Shares of Mattel (MAT +0.68%) plunged on Wednesday after the toy manufacturer's fourth-quarter earnings fell short of investors' expectations.
By the close of trading, Mattel's stock price was down 25%.
Even toymakers have to pay tariffs. Image source: Getty Images.
Declining margins
Mattel's net sales rose 7% year over year to $1.8 billion. The gains were driven by growth in the company's Hot Wheels and action figure categories.
However, higher tariff-related costs dented Mattel's profitability.
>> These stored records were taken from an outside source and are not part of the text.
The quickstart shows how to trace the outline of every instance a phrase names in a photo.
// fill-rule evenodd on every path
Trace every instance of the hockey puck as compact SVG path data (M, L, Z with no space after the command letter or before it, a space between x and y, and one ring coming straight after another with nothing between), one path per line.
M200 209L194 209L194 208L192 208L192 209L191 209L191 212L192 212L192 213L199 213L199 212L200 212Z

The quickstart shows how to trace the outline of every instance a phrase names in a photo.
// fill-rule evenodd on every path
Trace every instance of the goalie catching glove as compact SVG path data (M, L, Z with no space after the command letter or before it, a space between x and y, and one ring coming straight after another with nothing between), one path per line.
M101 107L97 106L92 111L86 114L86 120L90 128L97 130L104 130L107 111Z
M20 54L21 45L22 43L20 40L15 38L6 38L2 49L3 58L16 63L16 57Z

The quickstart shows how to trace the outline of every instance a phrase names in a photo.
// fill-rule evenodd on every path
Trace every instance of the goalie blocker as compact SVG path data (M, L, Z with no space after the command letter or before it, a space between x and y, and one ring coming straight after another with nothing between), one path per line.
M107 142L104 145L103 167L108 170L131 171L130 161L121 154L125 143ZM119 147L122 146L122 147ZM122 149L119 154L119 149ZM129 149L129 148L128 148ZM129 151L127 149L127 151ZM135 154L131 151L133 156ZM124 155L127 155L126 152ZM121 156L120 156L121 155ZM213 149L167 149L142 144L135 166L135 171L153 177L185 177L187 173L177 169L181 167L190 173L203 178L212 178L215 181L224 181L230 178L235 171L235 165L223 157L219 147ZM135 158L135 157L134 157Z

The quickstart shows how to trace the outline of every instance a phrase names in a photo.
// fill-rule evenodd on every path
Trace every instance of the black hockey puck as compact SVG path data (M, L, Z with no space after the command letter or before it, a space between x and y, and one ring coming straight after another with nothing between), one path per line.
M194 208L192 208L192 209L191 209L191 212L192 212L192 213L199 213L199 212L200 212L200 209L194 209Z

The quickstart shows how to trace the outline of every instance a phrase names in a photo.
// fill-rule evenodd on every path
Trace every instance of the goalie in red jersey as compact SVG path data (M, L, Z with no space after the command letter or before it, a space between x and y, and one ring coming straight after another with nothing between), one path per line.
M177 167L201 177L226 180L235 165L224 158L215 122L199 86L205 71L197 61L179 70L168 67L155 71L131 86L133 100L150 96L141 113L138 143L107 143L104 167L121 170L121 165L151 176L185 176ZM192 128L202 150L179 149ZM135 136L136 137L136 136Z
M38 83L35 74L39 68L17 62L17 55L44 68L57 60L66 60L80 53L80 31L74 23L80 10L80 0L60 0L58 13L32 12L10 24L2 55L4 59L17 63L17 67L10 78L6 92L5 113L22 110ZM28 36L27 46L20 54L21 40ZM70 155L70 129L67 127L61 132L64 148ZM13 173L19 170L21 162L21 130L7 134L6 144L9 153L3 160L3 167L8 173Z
The toy seller found it challenging to pass on those costs to cash-strapped consumers via price hikes.
Worse still, the uncertainty surrounding the implementation and timing of tariffs disrupted Mattel's ordering processes. That made proper inventory management more difficult, which ultimately forced Mattel to offer discounts to clear excess inventory.
These factors drove a 4.8 percentage point decline in Mattel's gross margin to 45.9%.

NASDAQ: MAT
Key Data Points
All told, Mattel's net income decreased by $35 million to $106 million.
Moreover, the company's adjusted earnings per share of $0.39 came in well below Wall Street's estimates. Analysts had expected per-share profits of $0.55.
A concerning forecast
Looking ahead, Mattel expects sales growth of 3% to 6% in 2026. Yet management warned that the company's adjusted earnings per share could fall as much as 16%.
"We are making strategic investments that will impact the bottom line this year but are intended to accelerate growth in top and bottom lines in 2027 and beyond," CEO Ynon Kreiz said.